Staring down a third-and-10 with a few minutes to go in regulation, Penn State needed to pick up a first down to continue bleeding the clock.
The Nittany Lions held a seven-point lead against Wisconsin at Camp Randall Stadium on Saturday when Bill O’Brien went with — let’s call it — a gutsy play call.
Zach Zwinak lined up next to freshman quarterback Christian Hackenberg in the shotgun, the signal caller fielded the snap, waited, then handed it off to his back.
A nifty draw play to a 240-pound bullying back with 10 yards to the sticks? It may not have been conventional. The delayed handoff has been a staple of fellow running back Bill Belton this year.
But it worked.
“They checked to the draw,” Wisconsin defensive end Tyler Dippel said. “We had a blitz coming off the edge, and it just kind of opened up wide open for them.”
Zwinak hit the gaping hole in front of him for a 61-yard gain, and with the seal blocking in front of him, the back pulled off his fourth consecutive game with more than 100 rushing yards.
And while Saturday was a fine way to end the 2013 campaign for Zwinak, it only further solidified yet another running back controversy for the future.
Zwinak ended his season on Saturday just 11 rushing yards shy of his second consecutive 1,000-yard campaigns, and on the year, the now-rising senior averaged a solid 4.7 yards per rush.
On paper, it’d appear that consistency was a vital cog to Zwinak’s season, but there was a period of the season where the imposing presence wasn’t more than an afterthought.
In a stretch of three games against Michigan, Ohio State and Illinois, the converted fullback garnered just 17 carries for 57 yards.

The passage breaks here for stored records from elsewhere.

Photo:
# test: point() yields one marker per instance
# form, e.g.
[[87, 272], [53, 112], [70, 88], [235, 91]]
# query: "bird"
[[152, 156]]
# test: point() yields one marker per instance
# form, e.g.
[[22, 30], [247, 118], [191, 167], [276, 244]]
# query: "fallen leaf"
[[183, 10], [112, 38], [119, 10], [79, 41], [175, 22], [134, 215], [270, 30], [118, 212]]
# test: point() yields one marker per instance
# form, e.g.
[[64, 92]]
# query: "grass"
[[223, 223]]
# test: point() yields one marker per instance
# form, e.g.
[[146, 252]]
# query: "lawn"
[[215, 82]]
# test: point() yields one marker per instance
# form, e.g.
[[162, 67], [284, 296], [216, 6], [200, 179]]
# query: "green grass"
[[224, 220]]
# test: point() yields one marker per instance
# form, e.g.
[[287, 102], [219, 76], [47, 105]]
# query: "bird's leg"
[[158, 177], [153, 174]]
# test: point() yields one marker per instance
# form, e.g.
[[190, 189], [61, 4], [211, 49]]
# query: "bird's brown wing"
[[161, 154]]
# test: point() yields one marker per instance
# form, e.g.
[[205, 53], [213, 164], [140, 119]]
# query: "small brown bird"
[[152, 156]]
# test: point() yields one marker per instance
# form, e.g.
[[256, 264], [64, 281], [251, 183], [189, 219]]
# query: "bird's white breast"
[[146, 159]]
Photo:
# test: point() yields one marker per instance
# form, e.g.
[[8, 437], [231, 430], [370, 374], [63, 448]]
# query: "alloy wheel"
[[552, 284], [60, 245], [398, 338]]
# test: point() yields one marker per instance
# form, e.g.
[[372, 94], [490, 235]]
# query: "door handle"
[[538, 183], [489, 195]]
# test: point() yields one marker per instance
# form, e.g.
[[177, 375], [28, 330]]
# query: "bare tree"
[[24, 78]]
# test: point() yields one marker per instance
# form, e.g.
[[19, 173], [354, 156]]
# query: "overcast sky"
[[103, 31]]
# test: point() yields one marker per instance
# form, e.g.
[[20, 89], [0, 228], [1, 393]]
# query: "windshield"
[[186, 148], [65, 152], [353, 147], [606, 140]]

Two fumbles, one against the Wolverines and the second coming the following week in Columbus, iced Zwinak out of the running back plans for a while, and it was hard to see how he could carve his way back into the conversation, especially given the hot hand that was Belton.
But at his weekly press conference last Tuesday, O’Brien said it took a while for Zwinak to get in a groove, but called his back a “mentally tough kid”
That groove started, naturally, via a fumble by Belton against Minnesota on Nov. 9, which opened the door once again for Zwinak.
He took full advantage of the situation.
Zwinak ran for 150 yards against the Gophers, then followed up that performance with two 149-yard games against Purdue and Nebraska.
In the last four games of the season, Zwinak averaged 27.3 carries per game — a significant spike to his 12.6 carry rate the previous eight contests.
Meanwhile, Belton was held out of last weekend’s game against Nebraska with illness and injury.
But, the New Jersey native returned, healthy and ready to go, for Wisconsin tailback returned to action in Madison with just three carries on seven yards.
Looking at it from a broader perspective, the Lions will have an interesting situation at running back (once again) in 2014.
Belton ended the year with 803 yards and five touchdowns, and Zwinak had himself 12 scores on the year. Both have obviously had their successes and shortcomings, as well, so wading through the good and bad could prove to be an arduous task for O’Brien and running backs coach Charles London.
Much will likely be determined in winter workouts and, of course, spring and fall practices.
But as of now, the shroud of obscurity that surrounded the running back situation prior to the season — a choice, really, between Zwinak or Belton — still remains consistent at the end of the season, and will retain its presence until 2014.